There was a useful fiction about Barack Obama. His cabinet would consist of a “team of rivals.”
After this week’s hearings, I doubt we’ll hear the term again regarding this administration.
So now we know who took the terrorist attack references out. Next shoe: who put the youtube claim in? #benghazi
— Noah Pollak (@NoahPollak) May 10, 2013
As Joe Klein enthused five years ago:
Obama has said he admires Doris Kearns Goodwin’s wonderful Lincoln biography, Team of Rivals. “He talks about it all the time,” says a top aide. He is particularly intrigued by the notion that Lincoln assembled all the Republicans who had run against him for President in his war Cabinet, some of whom disagreed with him vehemently and persistently. “The lesson is to not let your ego or grudges get in the way of hiring absolutely the best people,” Obama told me. “I don’t think the American people are fundamentally ideological. They’re pragmatic … and so I have an interest in casting a wide net, seeking out people with a wide range of expertise, including Republicans,” for the highest positions in his government.
But what does that mean? It has become something of a tradition for a President to claim bipartisanship by appointing stray members of the opposing party who either have a similar outlook or are tucked into the most obscure Cabinet positions; even George W. Bush hired Norman Mineta — remember him? — as Secretary of Transportation. Obama seems intent on going beyond that. “I don’t want to have people who just agree with me,” he said. “I want people who are continually pushing me out of my comfort zone.” Obama said he’d be particularly interested in having high-ranking Republicans advising him on defense and national security. “I really admire the way the elder Bush negotiated the end of the Cold War — with discipline, tough diplomacy and restraint … and I’d be very interested in having those sorts of Republicans in my Administration, especially people who can expedite a responsible and orderly conclusion to the Iraq war — and who know how to keep the hammer down on al-Qaeda.”

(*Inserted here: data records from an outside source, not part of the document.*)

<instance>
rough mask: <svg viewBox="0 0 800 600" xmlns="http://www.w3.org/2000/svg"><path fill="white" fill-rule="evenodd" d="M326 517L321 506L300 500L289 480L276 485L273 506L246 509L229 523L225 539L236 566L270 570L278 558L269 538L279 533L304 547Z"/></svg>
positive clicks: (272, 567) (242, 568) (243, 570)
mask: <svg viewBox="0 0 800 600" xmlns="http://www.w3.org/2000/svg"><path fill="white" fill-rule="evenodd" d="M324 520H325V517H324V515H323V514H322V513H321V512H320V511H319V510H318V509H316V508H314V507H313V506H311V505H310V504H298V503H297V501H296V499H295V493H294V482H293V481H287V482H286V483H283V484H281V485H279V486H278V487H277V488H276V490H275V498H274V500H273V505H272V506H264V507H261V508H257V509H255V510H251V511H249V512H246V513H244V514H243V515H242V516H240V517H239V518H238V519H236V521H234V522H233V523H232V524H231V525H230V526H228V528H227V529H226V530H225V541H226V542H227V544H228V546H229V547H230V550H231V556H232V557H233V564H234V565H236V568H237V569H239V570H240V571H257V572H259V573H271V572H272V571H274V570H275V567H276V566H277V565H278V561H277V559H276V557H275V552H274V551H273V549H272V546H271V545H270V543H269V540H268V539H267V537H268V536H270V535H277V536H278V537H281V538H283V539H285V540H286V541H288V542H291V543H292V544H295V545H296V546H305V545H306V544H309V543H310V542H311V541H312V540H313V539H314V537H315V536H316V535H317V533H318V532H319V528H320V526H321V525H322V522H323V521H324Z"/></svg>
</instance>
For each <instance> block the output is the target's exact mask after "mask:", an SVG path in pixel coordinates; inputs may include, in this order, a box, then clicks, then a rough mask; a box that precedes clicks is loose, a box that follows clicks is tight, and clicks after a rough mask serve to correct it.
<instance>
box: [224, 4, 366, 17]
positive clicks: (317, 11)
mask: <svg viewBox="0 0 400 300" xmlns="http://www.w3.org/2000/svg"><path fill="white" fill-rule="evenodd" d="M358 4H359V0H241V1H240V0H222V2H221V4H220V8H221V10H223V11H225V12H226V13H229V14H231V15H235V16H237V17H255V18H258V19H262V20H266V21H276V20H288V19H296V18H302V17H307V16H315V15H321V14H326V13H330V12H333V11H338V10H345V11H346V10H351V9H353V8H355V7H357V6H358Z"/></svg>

Obama himself, and many of his supporters saw these Lincolnesque qualities in the candidate. It was perhaps necessarily reassuring to believe this. After all here was the man who was perhaps the least prepared in history to assume the position of President of the United States. If he were not up to the job, no doubt his uniquely qualified cabinet with a wealth of talent and competing ambitions would push him the correct direction.
President Obama indeed surrounded himself with talented people. But they weren’t talented in the fields to which they were appointed or possessing executive experience, rather they were talented in the same area the President himself was: politics. NeoNeocon writes (h/t Instapundit):
The president seems to prefer to have people around him with even less experience and expertise than he has, which is saying something. . . . So it occurs to me that maybe the simplest way to describe what happened in Benghazi is that, from start to finish, nearly everyone in charge and everyone who was a close and trusted advisor to those in charge was a political operative. Everyone. This of course includes Obama and Hillary Clinton, and all the supposed national security advisors such as Rhodes.”
Did she write Ben Rhodes? Ed Lasky provides some background on Rhodes:
I have previously written about Ben Rhodes and his role in the Obama White House. It is shameful that this “kid” (he is all of 35) has been given any responsibility at all in our government.
In “Does it bother anyone that this person is the Deputy National Security Adviser?” I noted his problematic background for someone given so much power by Obama. But then again he does specialize in fiction-writing.
He earned a master’s degree in fiction-writing from New York University just a few years ago . He did not have a degree in government, diplomacy, national security; nor has he served in the CIA, or the military. He was toiling away not that long ago on a novel called ‘The Oasis of Love” about a mega church in Houston, a dog track, and a failed romance.
That doesn’t sound as much like “team of rivals” as it does “out of his league.”
Barry Rubin observes that the problem wasn’t just with Obama’s team either:
Benghazi is the perfect symbolism of the president of the United States going to sleep in the face of a crisis, the living embodiment of a 2008 election ad by his opponent about whether he would deal with a crisis that erupted at 3:00 a.m.
In order to “prove” that Obama was ready for the presidency despite his marked lack of relevant experience the MSM created a number of myths to help him evade the scrutiny they would have cast on any other candidate. One of them was that he’d surround himself with the best people. After the Benghazi hearings that myth has been effectively shattered.
It may not change anything, but it matters, as John Podhoretz writes:
We can say it’s a big deal because of the testimony of Eric Nordstrom, the regional security officer in Libya at the time of the attacks. “It matters to me personally and it matters to my colleagues at the Department of State,” Nordstrom said as his voice cracked with sorrow and he paused several times to choke back tears. “It matters to the American public for whom we serve and, most importantly, it matters to the friends and family of Ambassador Stevens, Sean Smith, Glen Doherty, Tyrone Woods, who were murdered on Sept. 11.”